One thing is for certain: next year will not be like this year, just as this year is not like last year. The plight of COVID-19 has forged a shared experience that has cut many of us off from our communities – and so we’ve either built new ones or forged new paths to connect with our old ones, or, really, a hybrid of the two. And our Passover observance, as one example, is different. But Passover is just a microcosm for all the changes that will be taking place over the coming year.
COVID-19 has compelled us to keep engaging and to keep reaching farther. Following this pandemic, we will have learned about the good we can do and bring to others. And we will realize that we cannot stop doing it – that there are less costly, less involved, less time-consuming ways of meeting people where they are. In the coming year, we will need to be flexible and continue to evolve not only to remain relevant but to subsist – to forge community.
I foresee the following:
- Synagogues will return to offering their daily minyanim in person, perhaps with streaming options. But they will also retain their “Zoom minyanim,” offered at parallel or different times. Some will fear that “in-person” minyanim attendance may decrease as a result, but they will not. Greater numbers will be engaged, and institutional and geographic borders will fade away. Synagogues will evolve into community institutions that serve a broader scope instead of focusing on a geographic or roster roll “membership.” How that is to be financially supported will be the next chapter of this evolution.
- Further, synagogues will begin to invest resources in order to “keep up.” Whether that is regularly “checking in” with their sphere of influence, or simply putting out unending, engaging virtual content. New vocations and professions will grow out of this – virtual pastors and chaplains; virtual hospital pastoral rotations, virtual lifecycle officiants, and more.
- These synagogues (and Jewish organizations) will be faced with difficult financial decisions. They will contract in order that they might grow. Positions will be eliminated, but new positions will also be created. The deployment of resources – much like in the secular world – will be reevaluated to consider (and answer the question) whether the institutions the previous generation built meet the needs of the next generation.
- Community-facing organizations (like the Jewish Federations) will be focused less on engaging people with their own organization and more on connecting people with synagogues, knowing that the synagogues have been the heart of engagement during the crisis. This will help answer the question: How will institutions fund outreach to the unaffiliated in this new era?
- Greater numbers will value in-person interactivity on Shabbat, but also families and friends long distance will begin engaging with each other on Shabbat, and other times during the week.

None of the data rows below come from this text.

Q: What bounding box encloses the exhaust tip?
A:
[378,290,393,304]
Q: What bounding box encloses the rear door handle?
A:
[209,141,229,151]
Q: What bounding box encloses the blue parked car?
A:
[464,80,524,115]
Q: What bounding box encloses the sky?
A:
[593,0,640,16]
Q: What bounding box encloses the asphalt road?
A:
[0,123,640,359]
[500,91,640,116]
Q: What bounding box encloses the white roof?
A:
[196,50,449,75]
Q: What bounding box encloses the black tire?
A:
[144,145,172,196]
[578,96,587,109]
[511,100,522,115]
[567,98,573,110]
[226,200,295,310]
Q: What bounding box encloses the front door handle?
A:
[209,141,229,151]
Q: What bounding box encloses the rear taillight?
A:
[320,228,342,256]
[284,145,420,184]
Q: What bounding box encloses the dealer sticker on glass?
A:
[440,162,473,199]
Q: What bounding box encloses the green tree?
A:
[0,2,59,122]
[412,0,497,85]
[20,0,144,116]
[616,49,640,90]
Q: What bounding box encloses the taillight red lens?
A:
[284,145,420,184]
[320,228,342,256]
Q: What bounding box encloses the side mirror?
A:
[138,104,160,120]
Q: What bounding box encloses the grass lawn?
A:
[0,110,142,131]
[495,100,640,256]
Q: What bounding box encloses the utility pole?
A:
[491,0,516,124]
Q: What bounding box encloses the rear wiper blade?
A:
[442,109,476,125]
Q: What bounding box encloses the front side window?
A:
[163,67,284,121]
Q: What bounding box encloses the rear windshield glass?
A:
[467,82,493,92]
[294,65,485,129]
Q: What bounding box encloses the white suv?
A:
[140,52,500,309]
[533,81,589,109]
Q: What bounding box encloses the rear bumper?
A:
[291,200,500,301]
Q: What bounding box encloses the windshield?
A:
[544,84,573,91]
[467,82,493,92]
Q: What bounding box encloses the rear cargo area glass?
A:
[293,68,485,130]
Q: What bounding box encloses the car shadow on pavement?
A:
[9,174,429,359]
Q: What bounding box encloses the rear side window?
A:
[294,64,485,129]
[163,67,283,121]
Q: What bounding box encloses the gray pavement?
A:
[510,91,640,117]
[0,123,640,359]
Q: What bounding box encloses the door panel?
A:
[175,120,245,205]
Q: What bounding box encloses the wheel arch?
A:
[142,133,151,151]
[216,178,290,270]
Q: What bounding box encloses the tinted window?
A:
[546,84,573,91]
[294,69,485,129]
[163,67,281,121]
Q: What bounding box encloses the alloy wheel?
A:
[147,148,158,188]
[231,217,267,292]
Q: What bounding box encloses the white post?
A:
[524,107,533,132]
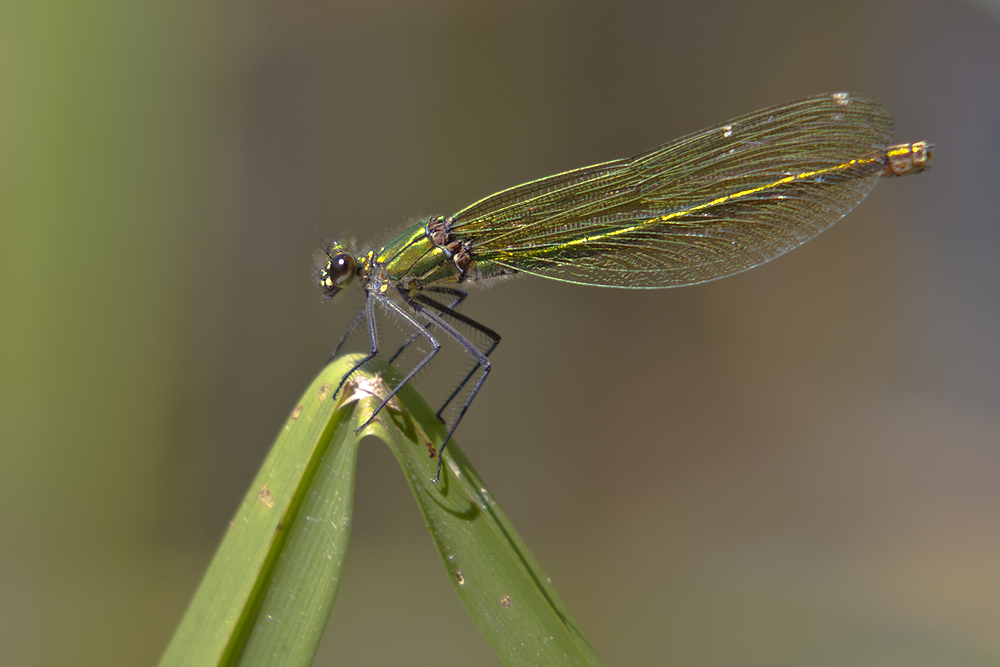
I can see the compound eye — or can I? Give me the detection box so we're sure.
[319,253,357,296]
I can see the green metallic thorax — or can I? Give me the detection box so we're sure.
[373,221,462,285]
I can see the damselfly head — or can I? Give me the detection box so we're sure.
[316,240,358,299]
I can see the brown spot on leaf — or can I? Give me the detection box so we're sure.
[257,484,274,509]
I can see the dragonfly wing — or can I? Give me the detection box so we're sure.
[452,93,893,288]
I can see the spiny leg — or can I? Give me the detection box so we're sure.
[388,286,469,366]
[354,298,441,433]
[326,308,367,363]
[333,294,378,396]
[406,290,500,421]
[404,294,500,484]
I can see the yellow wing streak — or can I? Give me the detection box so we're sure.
[560,158,881,252]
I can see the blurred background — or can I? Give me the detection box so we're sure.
[0,0,1000,667]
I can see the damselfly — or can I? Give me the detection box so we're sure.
[318,93,934,479]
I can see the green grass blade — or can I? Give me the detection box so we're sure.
[160,358,368,667]
[373,367,601,666]
[160,355,600,667]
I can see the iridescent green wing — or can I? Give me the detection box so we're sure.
[452,93,893,288]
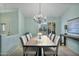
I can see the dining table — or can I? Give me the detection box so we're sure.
[25,35,57,56]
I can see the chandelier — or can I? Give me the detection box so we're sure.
[33,3,47,24]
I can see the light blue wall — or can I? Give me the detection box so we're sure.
[18,9,25,34]
[24,17,61,36]
[0,10,18,35]
[61,5,79,54]
[0,9,24,55]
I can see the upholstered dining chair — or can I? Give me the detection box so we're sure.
[20,35,37,56]
[48,33,52,39]
[50,34,55,41]
[25,32,32,41]
[44,35,60,56]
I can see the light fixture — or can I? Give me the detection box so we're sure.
[33,3,47,24]
[1,23,6,33]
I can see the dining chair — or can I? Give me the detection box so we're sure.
[44,35,60,56]
[20,35,37,56]
[50,34,55,41]
[25,33,32,41]
[48,33,52,39]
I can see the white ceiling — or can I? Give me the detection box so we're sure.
[0,3,79,17]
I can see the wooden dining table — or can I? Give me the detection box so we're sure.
[25,35,57,56]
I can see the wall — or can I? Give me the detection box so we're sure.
[0,9,24,55]
[18,9,24,34]
[24,17,61,36]
[0,10,18,35]
[61,5,79,54]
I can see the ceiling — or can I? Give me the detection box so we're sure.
[0,3,79,17]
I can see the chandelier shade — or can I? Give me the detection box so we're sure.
[33,3,47,24]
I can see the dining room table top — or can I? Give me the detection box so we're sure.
[25,35,57,47]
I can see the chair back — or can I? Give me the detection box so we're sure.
[48,33,52,39]
[29,33,32,38]
[54,35,60,45]
[54,35,60,56]
[26,34,31,41]
[20,35,27,46]
[50,34,55,41]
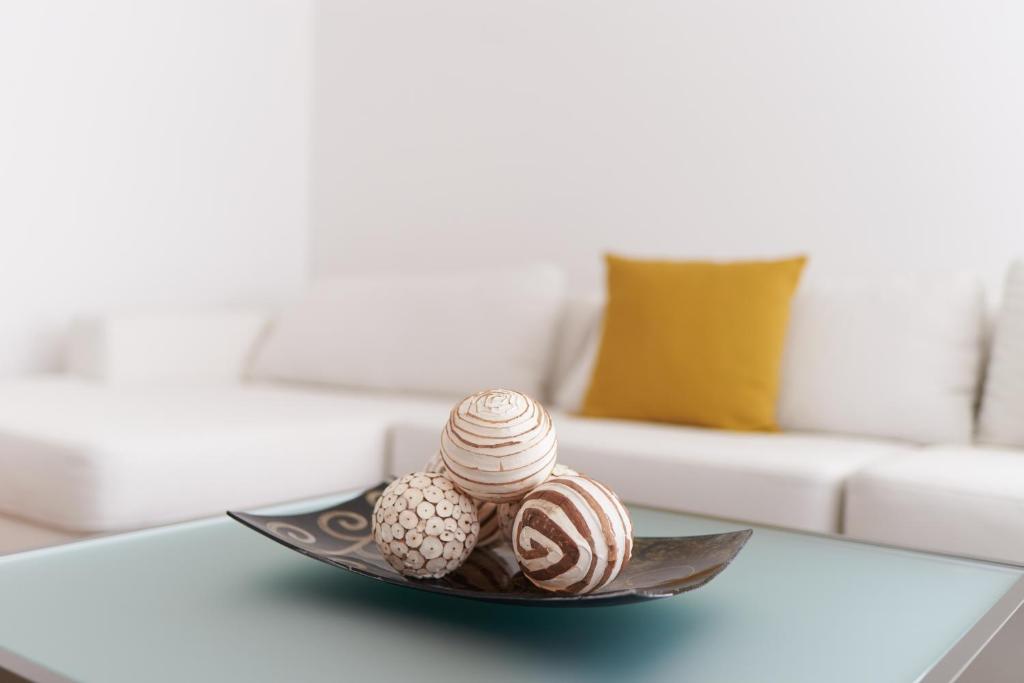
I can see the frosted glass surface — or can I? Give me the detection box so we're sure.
[0,491,1021,683]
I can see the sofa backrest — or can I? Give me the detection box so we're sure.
[551,274,985,443]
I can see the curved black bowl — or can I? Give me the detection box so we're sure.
[227,483,753,606]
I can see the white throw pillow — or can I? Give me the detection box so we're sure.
[252,265,565,399]
[554,275,987,443]
[777,275,985,443]
[979,260,1024,446]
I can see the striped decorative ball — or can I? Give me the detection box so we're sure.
[512,476,633,593]
[423,453,501,548]
[373,472,480,579]
[440,389,557,503]
[497,464,580,543]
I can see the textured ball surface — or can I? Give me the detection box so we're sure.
[373,472,480,579]
[512,475,633,593]
[440,389,557,503]
[423,453,501,548]
[499,464,580,543]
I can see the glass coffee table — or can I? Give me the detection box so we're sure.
[0,497,1024,683]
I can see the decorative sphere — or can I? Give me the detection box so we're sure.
[440,389,557,503]
[512,475,633,593]
[373,472,480,579]
[423,453,501,548]
[497,464,580,543]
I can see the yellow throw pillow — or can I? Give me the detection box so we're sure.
[582,255,807,431]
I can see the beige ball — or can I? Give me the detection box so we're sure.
[423,453,501,548]
[440,389,558,503]
[373,472,480,579]
[512,475,633,593]
[497,464,580,543]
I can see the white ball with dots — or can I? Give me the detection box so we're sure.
[373,472,480,579]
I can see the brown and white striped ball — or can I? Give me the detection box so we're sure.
[423,453,501,548]
[512,475,633,593]
[440,389,557,503]
[373,472,480,579]
[497,463,580,545]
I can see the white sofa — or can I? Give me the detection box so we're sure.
[0,264,1024,562]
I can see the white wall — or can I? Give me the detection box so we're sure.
[0,0,311,374]
[311,0,1024,289]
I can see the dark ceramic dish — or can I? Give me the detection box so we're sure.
[227,483,753,606]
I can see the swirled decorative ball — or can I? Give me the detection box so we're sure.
[512,475,633,593]
[440,389,558,503]
[497,463,580,543]
[373,472,480,579]
[423,453,503,548]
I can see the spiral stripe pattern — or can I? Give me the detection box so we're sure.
[512,475,633,593]
[423,453,501,548]
[440,389,558,503]
[497,463,580,544]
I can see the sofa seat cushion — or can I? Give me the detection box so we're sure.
[389,413,914,531]
[0,377,449,531]
[845,446,1024,562]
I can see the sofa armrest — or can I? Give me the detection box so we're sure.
[68,310,269,383]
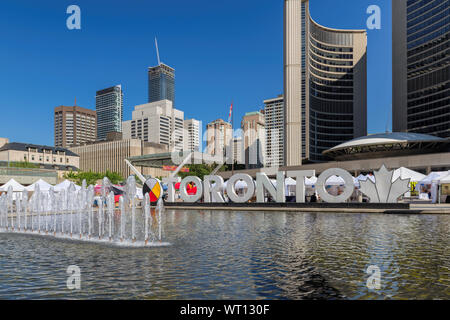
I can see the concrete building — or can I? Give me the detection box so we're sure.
[70,139,168,178]
[392,0,450,138]
[184,119,202,152]
[264,95,284,167]
[95,85,123,140]
[206,119,233,156]
[54,106,97,148]
[148,63,175,105]
[123,100,184,151]
[284,0,367,166]
[241,111,266,168]
[0,138,80,184]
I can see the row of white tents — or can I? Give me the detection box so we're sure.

- Programming, meetings, schooling, study groups, counseling – though not every iteration of these – will seamlessly continue in a virtual format.

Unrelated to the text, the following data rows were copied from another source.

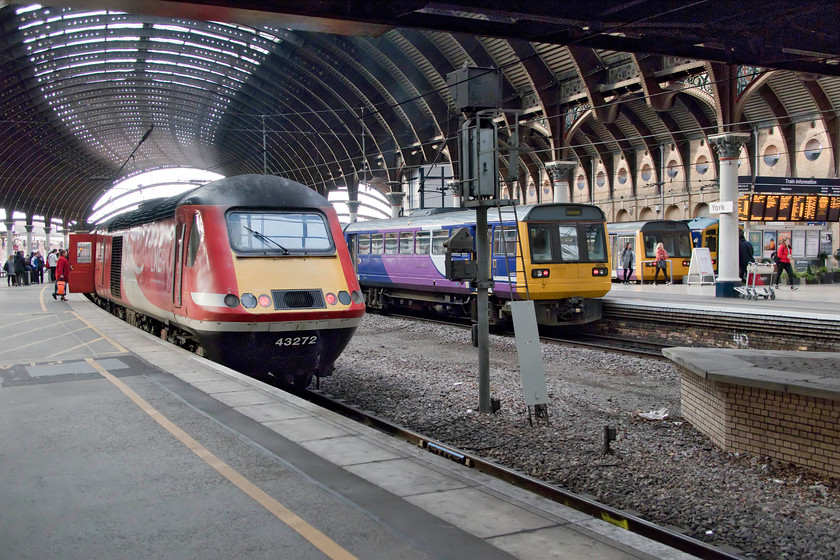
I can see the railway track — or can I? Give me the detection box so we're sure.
[288,389,742,560]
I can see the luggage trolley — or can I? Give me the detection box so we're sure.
[735,262,776,299]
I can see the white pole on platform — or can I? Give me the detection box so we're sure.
[709,133,750,297]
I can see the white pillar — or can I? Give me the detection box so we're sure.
[4,220,15,259]
[385,192,405,218]
[709,132,750,297]
[545,161,577,202]
[23,224,34,253]
[347,200,361,224]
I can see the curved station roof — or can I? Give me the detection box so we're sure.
[0,0,840,225]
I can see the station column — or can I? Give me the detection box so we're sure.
[3,220,15,259]
[385,191,405,218]
[545,161,577,202]
[709,132,750,297]
[347,200,361,224]
[23,223,35,253]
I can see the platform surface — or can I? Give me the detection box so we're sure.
[0,285,690,560]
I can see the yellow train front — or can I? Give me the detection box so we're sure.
[491,204,611,326]
[607,220,692,283]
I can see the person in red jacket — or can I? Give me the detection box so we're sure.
[776,239,797,290]
[53,249,70,301]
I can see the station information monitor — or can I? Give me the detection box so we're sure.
[738,194,840,222]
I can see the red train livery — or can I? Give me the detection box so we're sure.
[70,175,365,386]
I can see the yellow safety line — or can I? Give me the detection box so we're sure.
[86,358,357,560]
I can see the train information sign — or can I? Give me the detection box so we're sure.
[740,194,840,222]
[750,194,767,222]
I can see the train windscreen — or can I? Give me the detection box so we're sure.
[528,223,607,264]
[227,211,335,255]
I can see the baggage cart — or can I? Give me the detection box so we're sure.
[735,262,776,300]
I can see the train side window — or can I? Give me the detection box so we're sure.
[432,229,449,255]
[385,232,400,255]
[400,231,414,255]
[557,226,580,261]
[370,233,384,255]
[583,224,607,261]
[184,214,201,266]
[528,226,551,263]
[359,233,370,255]
[493,228,516,257]
[414,231,432,255]
[706,232,717,253]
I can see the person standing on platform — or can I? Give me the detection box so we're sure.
[776,239,799,290]
[738,230,755,284]
[653,243,671,286]
[15,251,29,286]
[47,249,58,283]
[53,249,70,301]
[3,255,17,286]
[619,241,636,284]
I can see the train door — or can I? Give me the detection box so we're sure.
[68,233,96,294]
[172,224,187,308]
[610,234,640,280]
[490,225,516,292]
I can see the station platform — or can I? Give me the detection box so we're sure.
[603,282,840,321]
[0,284,700,560]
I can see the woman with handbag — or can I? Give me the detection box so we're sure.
[653,243,671,286]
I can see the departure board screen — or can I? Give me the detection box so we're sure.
[750,194,767,222]
[776,194,793,222]
[738,194,840,222]
[764,194,779,221]
[738,196,750,222]
[790,194,808,222]
[814,196,831,222]
[802,196,819,222]
[827,196,840,222]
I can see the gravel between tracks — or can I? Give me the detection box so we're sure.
[322,314,840,560]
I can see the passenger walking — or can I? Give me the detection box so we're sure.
[620,241,636,284]
[776,239,799,290]
[53,249,70,301]
[15,251,29,286]
[47,249,58,282]
[3,255,17,286]
[738,230,755,284]
[653,243,671,286]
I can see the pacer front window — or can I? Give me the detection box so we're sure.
[227,210,335,255]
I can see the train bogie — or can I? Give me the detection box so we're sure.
[69,175,365,385]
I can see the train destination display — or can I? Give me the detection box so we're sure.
[738,194,840,222]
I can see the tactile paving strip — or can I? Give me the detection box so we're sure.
[26,358,129,377]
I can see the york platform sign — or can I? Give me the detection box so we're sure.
[709,200,735,214]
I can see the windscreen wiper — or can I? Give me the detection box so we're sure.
[242,226,289,255]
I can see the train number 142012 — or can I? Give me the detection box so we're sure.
[274,336,318,346]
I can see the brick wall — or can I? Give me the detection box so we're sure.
[680,368,840,476]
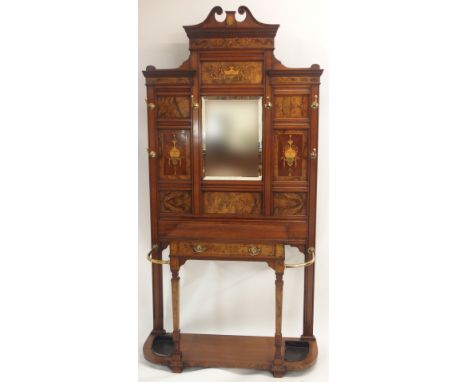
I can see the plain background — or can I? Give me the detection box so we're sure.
[138,0,328,382]
[0,0,468,382]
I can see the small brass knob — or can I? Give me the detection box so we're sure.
[247,245,262,256]
[310,148,317,159]
[310,94,319,109]
[190,94,200,109]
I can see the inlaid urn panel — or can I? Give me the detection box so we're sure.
[274,95,309,119]
[273,129,307,180]
[159,129,191,180]
[156,96,190,119]
[273,192,307,216]
[201,61,263,85]
[159,191,192,214]
[203,191,262,215]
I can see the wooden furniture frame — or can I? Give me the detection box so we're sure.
[143,6,323,377]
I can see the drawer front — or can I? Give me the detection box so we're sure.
[171,242,282,258]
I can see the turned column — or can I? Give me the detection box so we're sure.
[169,257,183,373]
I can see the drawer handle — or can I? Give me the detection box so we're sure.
[247,245,262,256]
[146,244,169,265]
[284,247,315,268]
[192,244,206,253]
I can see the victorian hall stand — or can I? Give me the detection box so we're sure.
[143,6,323,377]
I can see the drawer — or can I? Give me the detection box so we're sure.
[171,241,284,259]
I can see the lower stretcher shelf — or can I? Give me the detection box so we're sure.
[143,333,318,371]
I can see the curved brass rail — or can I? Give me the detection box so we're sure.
[284,247,315,268]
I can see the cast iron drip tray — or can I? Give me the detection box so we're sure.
[284,341,309,362]
[151,335,174,357]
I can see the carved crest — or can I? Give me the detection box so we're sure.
[167,134,183,175]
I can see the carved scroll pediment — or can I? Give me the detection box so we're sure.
[184,6,279,39]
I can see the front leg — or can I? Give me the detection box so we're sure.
[169,257,183,373]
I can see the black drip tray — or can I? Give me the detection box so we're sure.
[151,336,174,357]
[284,341,309,362]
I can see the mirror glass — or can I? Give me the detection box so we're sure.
[202,96,262,180]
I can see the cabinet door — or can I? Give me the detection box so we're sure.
[158,129,191,180]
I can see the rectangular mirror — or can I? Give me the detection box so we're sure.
[202,96,262,180]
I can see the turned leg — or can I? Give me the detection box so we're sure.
[169,259,183,373]
[271,270,286,378]
[301,247,315,341]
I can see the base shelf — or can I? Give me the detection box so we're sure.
[143,333,318,371]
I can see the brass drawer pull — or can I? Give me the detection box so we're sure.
[146,244,169,265]
[284,247,315,268]
[190,94,200,109]
[146,149,158,158]
[247,245,262,256]
[192,244,206,253]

- We will begin to value seeing each other, even in two dimensions on a screen, over hiding behind a post or a text or an email. We will begin to see more time on our calendars with friends and family “get-togethers” than meetings and work responsibilities.
- Though we should continue to revere and support military and first-responders, communities will begin to hallow additional frontline essential community service workers – hospital and medical staff, public safety employees, city officials, grocery workers.
- Greater communal support will focus on increased wages for teachers, recognizing them as the warriors they are. Parents will begin to see schools as surrogates as opposed to babysitters. Institutions and communities will invest deeper funds recognizing the education of our children (and those who educate them) as a utility. Still, families will also come to deeply value – and miss – the time they had together. They will realize that we have overschooled and overworked our children.
- But we will also begin to value “sabbath” that much more as holy time off. We can’t possibly have our face “in a screen” at all times. We can’t consistently be cooped up inside. We need a break to nourish our souls.
- We will begin to value both qualitative and quantitative engagement – are we really reaching everyone we can, especially those who are “alone”? Are we going and meeting them where they are, or, are we still forcing them to find us, and cross our threshold? The synagogue will drastically change. The workplace will drastically change. We may believe that we’re embarking on a period of contraction when in fact this will be a period of expansion. But it will be an expansion that allows us to spend our time intentionally, with a work-spirituality-health/wellness-life balance.
- And every facet of society will realize how great a weight we must place on community.
Just as we saw with the Israelites in Egypt, sometimes it takes a plague to realize what really matters. And chief on that list of realizations is that nothing is static – and by the time we realize it, the world has already changed.
And that is the core message of Passover. When we say “next year in Jerusalem,” it is our hope and our prayer that we are actively engaged in rebuilding that spiritual and communal Jerusalem – that we are actively working to bring people together and to mend the cracks.
Ten years from now, those institutions and organizations who think that we will be just returning to “business as usual” will no longer be around. They will not make it to the Promised Land. They will be lost in the wilderness.
Though this year we are in transition, this year we are still shackled. Next year with family. Next year with friends. Next year, different. And an exciting new chapter awaits.